マーくんパパ

カビリアの夜のマーくんパパのレビュー・感想・評価

カビリアの夜(1957年製作の映画)
4.0
名作『道』の純粋無垢なジェルソミーナの再来、騙されても棄てられてもクヨクヨしないで生きていく無垢な夜の女カビリアをJ・マシーナが再度熱演。チビでお世辞にも綺麗と言えないマシーナの独特な仕草と表情、市井の底辺で生きる女の活力とイジらしさ、物悲しさが同居した演技に毎回魅せられる。会って間もない男に熱を上げ鞄を盗られ川で溺れさせられる所から始まり、女に袖にされた有名映画スターに声かけられ豪邸で夢の一夜を過ごす筈が女が戻ってきて自分が袖にされたり、貧民に夜な夜な施し物を配る不思議なサンタのような男に会ったり、大群衆の告解に誘われ〝人生を変えさせてください〟とマリア様に祈る。

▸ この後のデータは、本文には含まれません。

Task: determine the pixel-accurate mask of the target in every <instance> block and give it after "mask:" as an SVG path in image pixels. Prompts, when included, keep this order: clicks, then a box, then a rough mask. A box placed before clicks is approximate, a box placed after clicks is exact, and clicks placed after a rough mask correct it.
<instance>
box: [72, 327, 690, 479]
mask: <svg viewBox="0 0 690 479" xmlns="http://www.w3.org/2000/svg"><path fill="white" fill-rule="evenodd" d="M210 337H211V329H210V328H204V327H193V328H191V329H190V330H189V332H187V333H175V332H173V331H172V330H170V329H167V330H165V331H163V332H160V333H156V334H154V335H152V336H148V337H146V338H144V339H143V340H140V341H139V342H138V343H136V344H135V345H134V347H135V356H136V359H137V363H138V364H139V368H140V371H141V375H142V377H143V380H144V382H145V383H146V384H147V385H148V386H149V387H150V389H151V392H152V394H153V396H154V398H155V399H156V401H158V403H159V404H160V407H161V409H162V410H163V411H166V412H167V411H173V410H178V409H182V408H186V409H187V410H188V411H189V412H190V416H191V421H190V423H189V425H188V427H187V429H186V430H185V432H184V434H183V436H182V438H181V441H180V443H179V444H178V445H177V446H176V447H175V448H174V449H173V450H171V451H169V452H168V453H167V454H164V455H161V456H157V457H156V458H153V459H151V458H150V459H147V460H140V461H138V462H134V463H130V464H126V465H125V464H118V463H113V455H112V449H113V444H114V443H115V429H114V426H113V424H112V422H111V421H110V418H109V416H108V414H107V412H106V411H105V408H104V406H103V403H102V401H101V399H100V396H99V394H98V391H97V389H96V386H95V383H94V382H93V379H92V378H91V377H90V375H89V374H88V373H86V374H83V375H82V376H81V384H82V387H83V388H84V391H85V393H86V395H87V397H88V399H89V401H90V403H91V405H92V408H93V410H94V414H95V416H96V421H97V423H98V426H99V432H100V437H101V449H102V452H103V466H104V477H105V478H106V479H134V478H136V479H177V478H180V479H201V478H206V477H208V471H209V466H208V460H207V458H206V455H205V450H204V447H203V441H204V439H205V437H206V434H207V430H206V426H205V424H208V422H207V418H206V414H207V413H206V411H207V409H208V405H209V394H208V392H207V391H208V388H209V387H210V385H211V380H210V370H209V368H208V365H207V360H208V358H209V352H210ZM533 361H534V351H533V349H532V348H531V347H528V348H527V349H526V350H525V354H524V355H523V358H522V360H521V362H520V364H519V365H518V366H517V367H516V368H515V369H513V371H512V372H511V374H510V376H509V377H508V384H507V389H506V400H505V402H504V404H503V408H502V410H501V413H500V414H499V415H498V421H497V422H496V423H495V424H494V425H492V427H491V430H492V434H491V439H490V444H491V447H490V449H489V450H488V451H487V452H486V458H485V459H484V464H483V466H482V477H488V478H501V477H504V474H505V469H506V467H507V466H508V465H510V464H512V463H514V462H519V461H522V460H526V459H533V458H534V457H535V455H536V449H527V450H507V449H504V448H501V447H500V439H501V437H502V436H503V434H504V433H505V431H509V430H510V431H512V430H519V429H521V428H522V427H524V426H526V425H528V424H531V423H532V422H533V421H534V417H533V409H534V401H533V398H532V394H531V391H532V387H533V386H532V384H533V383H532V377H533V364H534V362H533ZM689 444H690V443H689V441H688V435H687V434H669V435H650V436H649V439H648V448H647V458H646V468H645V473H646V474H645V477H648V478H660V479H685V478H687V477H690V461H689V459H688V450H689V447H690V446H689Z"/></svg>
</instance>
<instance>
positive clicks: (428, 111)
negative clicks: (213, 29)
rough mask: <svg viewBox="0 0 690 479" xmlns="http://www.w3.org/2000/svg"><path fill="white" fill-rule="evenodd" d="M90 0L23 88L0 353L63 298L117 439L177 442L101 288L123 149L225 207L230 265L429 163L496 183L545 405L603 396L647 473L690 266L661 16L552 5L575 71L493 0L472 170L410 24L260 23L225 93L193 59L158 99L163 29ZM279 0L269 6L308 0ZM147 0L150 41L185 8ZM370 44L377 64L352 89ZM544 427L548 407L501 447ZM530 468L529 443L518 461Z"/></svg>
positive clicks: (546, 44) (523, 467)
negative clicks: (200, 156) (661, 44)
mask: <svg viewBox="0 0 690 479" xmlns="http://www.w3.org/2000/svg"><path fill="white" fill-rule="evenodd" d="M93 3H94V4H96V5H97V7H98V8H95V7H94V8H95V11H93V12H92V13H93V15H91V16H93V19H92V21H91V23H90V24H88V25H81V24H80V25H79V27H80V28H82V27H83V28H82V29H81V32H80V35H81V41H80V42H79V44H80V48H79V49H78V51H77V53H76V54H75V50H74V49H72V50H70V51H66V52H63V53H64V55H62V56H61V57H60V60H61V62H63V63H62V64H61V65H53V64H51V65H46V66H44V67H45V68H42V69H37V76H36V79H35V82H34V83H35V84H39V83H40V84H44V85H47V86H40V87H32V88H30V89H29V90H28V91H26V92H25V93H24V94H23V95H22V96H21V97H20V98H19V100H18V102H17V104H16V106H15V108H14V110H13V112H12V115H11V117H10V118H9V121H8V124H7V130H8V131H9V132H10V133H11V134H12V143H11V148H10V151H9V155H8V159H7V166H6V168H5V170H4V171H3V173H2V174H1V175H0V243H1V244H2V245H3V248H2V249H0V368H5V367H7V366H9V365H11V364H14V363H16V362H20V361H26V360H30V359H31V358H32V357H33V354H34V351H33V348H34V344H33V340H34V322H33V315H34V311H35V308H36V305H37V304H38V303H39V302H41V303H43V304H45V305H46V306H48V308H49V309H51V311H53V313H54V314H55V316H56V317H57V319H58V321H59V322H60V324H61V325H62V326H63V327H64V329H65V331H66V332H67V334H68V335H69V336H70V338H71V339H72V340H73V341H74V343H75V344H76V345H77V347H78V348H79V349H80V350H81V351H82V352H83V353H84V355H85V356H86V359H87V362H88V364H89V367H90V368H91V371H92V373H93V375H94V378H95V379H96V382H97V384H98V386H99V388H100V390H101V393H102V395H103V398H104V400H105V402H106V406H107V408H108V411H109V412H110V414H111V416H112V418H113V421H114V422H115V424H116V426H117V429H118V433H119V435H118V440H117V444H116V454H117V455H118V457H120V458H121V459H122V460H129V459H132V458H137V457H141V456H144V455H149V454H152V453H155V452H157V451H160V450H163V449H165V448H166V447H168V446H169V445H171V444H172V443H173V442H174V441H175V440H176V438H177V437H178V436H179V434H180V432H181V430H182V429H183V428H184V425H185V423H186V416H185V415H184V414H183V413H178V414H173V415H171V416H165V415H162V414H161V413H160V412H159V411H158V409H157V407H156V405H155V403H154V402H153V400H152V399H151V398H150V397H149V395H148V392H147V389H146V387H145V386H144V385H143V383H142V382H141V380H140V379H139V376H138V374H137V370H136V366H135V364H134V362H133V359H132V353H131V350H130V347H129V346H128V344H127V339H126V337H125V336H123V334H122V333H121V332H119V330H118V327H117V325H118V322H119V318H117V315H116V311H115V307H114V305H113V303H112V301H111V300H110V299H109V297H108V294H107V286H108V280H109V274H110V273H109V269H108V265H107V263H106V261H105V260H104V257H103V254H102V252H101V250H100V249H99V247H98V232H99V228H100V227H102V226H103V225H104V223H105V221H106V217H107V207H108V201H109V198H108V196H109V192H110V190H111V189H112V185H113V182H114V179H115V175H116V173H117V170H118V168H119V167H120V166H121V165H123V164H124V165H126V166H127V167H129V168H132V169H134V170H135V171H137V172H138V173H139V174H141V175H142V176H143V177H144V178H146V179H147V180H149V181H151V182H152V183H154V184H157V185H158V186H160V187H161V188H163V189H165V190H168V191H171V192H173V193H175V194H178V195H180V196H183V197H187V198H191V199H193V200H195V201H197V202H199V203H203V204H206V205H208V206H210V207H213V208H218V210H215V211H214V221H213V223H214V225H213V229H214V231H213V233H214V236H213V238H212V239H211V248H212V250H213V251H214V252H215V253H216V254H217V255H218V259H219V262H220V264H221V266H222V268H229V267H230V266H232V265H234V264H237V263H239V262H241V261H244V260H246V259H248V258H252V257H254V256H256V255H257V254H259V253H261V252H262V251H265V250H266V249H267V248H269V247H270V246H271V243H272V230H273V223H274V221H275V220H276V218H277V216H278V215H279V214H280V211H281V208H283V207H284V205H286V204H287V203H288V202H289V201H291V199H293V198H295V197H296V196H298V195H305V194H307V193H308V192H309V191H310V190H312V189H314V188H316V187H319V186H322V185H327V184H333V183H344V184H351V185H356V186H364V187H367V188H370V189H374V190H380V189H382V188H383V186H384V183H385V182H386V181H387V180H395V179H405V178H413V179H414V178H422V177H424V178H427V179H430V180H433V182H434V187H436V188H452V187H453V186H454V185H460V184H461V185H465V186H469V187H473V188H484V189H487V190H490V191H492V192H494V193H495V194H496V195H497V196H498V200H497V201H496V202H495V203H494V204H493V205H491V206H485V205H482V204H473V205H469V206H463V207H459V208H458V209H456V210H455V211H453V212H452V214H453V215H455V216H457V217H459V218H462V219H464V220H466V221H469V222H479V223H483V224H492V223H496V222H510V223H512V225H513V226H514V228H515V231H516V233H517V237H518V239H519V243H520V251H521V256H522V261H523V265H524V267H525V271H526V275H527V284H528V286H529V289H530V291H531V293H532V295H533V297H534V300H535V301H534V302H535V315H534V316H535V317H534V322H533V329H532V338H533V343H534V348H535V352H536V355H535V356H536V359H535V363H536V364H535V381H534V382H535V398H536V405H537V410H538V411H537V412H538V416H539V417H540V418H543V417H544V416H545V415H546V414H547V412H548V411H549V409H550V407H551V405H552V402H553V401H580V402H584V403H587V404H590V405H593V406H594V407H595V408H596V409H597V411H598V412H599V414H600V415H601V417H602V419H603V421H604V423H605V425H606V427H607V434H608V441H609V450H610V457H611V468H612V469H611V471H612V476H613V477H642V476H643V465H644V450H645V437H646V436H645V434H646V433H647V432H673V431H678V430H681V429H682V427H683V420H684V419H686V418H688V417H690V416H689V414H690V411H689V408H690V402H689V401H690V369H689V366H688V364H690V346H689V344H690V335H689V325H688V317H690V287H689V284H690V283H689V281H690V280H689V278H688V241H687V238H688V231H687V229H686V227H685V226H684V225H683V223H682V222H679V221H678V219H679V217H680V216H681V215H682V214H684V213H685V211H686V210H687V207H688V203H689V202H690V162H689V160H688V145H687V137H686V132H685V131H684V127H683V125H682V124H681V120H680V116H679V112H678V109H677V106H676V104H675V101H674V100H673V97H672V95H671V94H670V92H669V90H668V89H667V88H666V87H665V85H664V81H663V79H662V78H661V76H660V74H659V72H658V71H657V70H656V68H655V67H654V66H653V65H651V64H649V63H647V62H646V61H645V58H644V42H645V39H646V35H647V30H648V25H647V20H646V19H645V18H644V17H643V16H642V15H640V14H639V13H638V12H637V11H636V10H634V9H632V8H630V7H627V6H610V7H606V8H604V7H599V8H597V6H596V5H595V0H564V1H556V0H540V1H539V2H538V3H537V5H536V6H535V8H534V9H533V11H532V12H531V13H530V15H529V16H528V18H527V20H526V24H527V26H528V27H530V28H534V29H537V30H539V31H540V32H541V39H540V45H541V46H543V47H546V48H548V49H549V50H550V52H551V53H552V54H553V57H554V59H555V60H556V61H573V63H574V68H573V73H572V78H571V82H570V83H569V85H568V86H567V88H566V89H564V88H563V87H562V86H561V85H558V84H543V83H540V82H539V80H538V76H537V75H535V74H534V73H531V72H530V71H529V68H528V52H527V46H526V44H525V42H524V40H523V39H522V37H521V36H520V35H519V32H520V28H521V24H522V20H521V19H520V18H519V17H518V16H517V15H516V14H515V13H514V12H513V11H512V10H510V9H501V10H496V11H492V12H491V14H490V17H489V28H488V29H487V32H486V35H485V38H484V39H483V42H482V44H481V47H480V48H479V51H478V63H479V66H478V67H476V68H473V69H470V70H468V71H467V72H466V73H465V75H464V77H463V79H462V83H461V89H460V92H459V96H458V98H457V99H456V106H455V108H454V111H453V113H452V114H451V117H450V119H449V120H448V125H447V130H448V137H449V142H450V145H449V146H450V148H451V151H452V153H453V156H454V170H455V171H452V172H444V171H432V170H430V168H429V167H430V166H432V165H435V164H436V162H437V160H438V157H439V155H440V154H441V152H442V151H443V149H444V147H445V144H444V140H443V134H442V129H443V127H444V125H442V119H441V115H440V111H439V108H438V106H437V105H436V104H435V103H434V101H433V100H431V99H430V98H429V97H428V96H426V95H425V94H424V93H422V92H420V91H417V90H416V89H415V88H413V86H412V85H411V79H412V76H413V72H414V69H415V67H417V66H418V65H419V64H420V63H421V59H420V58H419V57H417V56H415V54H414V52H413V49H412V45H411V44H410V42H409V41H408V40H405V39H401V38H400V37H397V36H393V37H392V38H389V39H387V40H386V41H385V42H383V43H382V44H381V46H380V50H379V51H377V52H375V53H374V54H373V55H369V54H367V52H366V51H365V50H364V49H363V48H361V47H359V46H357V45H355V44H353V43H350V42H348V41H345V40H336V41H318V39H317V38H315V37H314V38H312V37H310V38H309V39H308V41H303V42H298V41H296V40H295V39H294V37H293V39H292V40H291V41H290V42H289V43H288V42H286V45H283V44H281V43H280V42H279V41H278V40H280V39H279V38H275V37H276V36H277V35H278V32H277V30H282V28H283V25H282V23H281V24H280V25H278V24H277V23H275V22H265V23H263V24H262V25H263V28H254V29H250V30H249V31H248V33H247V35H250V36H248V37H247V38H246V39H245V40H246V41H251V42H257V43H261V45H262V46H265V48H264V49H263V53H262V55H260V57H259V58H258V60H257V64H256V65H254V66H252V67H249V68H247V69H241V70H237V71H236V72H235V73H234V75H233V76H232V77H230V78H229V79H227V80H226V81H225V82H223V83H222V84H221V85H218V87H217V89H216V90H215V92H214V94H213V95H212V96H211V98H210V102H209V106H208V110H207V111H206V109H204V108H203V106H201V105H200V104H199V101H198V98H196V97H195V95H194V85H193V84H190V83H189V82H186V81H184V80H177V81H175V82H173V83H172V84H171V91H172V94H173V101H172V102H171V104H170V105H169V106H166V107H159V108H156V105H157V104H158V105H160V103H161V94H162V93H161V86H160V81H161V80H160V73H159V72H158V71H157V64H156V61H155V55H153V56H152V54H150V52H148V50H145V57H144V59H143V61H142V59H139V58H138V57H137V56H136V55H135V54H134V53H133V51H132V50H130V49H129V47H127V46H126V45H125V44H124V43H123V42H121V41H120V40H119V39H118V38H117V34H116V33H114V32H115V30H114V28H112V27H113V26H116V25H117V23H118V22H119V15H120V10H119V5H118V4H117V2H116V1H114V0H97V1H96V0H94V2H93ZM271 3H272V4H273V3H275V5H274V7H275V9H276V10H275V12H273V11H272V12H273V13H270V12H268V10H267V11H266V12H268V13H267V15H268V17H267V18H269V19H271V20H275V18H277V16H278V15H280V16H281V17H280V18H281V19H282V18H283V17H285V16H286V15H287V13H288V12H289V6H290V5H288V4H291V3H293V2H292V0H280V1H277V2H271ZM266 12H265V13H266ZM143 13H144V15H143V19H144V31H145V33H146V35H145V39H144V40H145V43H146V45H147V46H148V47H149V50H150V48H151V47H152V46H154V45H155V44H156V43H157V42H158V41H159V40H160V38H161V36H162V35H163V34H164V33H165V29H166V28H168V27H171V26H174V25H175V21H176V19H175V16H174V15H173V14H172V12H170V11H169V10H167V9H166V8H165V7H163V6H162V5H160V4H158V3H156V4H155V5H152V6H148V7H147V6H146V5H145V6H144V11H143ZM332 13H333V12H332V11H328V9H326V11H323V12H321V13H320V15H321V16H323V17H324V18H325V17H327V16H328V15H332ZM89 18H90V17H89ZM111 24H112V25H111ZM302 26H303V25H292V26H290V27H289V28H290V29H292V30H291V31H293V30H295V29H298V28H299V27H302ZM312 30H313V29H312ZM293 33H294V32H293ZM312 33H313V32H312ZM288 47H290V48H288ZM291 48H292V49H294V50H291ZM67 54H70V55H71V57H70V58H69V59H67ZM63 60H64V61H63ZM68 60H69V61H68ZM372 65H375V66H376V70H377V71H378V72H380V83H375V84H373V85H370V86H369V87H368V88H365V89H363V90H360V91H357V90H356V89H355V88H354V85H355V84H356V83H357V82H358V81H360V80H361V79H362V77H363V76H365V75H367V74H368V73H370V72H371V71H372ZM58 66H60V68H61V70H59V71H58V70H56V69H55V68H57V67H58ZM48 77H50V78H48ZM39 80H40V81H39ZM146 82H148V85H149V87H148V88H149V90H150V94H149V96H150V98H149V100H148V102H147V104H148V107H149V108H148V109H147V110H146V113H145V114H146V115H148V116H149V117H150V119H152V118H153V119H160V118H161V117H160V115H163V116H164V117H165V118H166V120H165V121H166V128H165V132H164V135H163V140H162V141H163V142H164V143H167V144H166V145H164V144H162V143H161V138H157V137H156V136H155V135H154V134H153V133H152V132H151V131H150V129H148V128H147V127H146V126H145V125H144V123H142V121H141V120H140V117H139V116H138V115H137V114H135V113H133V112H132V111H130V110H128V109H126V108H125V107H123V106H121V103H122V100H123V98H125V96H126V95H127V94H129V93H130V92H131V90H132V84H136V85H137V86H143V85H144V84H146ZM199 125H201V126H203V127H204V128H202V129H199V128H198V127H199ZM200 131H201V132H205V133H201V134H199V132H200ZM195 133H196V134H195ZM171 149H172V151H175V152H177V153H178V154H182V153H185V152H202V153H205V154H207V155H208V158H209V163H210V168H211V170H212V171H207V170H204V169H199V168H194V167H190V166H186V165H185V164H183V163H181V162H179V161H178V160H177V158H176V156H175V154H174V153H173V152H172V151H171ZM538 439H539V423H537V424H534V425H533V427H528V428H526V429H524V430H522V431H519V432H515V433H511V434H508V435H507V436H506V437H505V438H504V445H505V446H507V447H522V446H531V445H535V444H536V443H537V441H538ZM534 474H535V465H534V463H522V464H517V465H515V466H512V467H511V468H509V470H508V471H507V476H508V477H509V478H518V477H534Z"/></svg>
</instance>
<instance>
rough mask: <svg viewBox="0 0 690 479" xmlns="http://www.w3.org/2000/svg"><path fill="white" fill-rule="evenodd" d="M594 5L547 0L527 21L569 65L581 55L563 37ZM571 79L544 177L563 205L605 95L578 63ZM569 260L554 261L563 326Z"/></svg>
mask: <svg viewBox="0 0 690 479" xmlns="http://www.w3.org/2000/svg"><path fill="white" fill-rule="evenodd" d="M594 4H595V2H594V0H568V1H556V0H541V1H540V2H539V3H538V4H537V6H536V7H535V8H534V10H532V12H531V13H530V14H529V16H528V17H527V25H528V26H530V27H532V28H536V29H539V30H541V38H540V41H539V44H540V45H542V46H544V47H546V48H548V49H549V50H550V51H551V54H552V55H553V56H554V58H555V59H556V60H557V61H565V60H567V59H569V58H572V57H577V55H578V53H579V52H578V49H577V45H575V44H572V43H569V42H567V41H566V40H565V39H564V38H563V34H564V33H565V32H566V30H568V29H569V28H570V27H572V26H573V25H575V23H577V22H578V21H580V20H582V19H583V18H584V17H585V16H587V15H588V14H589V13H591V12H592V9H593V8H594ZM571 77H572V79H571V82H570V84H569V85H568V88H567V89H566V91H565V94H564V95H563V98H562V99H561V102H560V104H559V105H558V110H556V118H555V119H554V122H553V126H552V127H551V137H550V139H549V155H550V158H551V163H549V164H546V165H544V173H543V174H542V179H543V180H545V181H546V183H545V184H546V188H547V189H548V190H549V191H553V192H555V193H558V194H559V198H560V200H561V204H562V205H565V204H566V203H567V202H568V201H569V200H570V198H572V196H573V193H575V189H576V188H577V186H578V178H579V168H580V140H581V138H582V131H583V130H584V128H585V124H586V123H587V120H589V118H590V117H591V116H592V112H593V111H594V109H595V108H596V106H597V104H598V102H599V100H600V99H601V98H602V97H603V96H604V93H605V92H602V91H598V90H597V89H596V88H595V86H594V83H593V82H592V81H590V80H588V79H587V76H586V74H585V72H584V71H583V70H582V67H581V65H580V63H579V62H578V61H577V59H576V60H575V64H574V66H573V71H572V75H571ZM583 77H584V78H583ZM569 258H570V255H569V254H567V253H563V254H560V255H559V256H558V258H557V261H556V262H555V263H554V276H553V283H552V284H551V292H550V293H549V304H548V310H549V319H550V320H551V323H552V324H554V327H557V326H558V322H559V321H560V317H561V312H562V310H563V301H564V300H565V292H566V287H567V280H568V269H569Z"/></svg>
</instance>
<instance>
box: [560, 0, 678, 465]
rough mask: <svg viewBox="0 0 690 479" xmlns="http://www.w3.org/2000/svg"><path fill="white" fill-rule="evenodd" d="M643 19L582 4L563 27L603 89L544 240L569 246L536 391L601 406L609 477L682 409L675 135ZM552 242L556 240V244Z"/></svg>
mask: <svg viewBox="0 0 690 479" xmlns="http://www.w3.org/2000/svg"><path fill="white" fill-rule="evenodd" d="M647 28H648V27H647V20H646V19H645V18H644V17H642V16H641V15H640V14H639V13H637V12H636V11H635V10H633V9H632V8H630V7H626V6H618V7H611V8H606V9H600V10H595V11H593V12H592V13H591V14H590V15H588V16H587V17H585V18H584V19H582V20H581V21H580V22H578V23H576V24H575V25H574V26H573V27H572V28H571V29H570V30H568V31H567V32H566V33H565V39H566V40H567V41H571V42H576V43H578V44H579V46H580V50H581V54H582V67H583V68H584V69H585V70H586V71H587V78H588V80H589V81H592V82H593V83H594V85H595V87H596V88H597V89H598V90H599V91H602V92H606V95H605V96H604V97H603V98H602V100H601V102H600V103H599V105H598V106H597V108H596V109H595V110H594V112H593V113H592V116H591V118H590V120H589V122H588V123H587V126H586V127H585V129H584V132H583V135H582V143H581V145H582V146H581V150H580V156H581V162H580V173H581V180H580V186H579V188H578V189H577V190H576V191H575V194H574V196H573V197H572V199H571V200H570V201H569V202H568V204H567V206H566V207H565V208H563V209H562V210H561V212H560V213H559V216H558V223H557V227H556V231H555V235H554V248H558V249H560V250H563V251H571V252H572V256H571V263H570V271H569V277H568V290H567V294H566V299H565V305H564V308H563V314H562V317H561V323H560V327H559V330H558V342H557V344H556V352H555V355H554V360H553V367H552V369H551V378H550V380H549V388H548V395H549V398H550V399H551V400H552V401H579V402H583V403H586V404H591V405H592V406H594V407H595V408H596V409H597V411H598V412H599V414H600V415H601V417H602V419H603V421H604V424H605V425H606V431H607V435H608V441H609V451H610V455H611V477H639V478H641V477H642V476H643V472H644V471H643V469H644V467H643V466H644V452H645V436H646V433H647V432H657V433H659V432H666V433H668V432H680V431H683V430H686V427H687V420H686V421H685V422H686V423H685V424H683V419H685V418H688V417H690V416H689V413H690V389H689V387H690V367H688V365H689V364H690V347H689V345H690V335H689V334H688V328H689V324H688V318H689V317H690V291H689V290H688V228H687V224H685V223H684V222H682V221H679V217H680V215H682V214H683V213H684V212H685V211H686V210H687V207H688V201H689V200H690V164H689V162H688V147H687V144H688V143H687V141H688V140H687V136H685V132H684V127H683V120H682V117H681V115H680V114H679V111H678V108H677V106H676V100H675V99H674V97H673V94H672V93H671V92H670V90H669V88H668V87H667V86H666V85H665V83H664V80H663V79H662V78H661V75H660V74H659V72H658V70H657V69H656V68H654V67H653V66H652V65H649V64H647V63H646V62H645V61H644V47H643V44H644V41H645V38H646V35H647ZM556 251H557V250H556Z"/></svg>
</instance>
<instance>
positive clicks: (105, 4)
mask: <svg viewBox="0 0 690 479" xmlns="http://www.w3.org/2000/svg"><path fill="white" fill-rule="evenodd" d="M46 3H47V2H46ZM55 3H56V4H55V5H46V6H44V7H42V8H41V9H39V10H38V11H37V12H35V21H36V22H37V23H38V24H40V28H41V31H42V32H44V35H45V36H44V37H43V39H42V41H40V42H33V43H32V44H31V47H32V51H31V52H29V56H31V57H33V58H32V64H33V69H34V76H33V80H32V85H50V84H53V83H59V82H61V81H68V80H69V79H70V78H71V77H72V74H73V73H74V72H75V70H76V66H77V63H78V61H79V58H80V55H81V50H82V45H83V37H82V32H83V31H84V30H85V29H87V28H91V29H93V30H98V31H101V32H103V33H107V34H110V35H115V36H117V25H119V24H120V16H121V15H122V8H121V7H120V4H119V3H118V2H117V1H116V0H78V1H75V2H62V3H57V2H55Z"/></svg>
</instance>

しばらくして入った芝居小屋で催眠術かけられオスカルという幻の男と舞台で踊った直後、深夜の路上で真面目そうな男に声かけられる。奇遇にも舞台を観て感激し自分も同じオスカルという名前で…とデートを申し込まれる。何度かデートしても手も握らない、カビリアのどんな過去も問わない、自分も親なしで苦労したからと言ってプロポーズされる。今度こそ本当の幸せに巡りあえた、マリア様への願いが通じたと唯一の財産の粗末な家も売り払い男の元へ。しかし旅先の湖の断崖に誘い込まれた時、この男も同じだったと絶望し〝いっそ自分を殺してくれ!〟と哀願する。男は気持ちが揺らぎ金だけ持ち去って行く。ここからラストのJ・マシーナの表情が絶品。これだけの残酷な仕打ちを受けても祭りの行列で子供から挨拶されると又やり直そうと小さな希望の瞳を宿すカビリア。去って行った男はいつの日か『道』のザンパーノの様に悔い改める日が来るのだろうかとふと思う。フェリーニもベルイマンも神の救済には冷ややかで人間本来の持っている素朴な生きる力の崇拝者だから。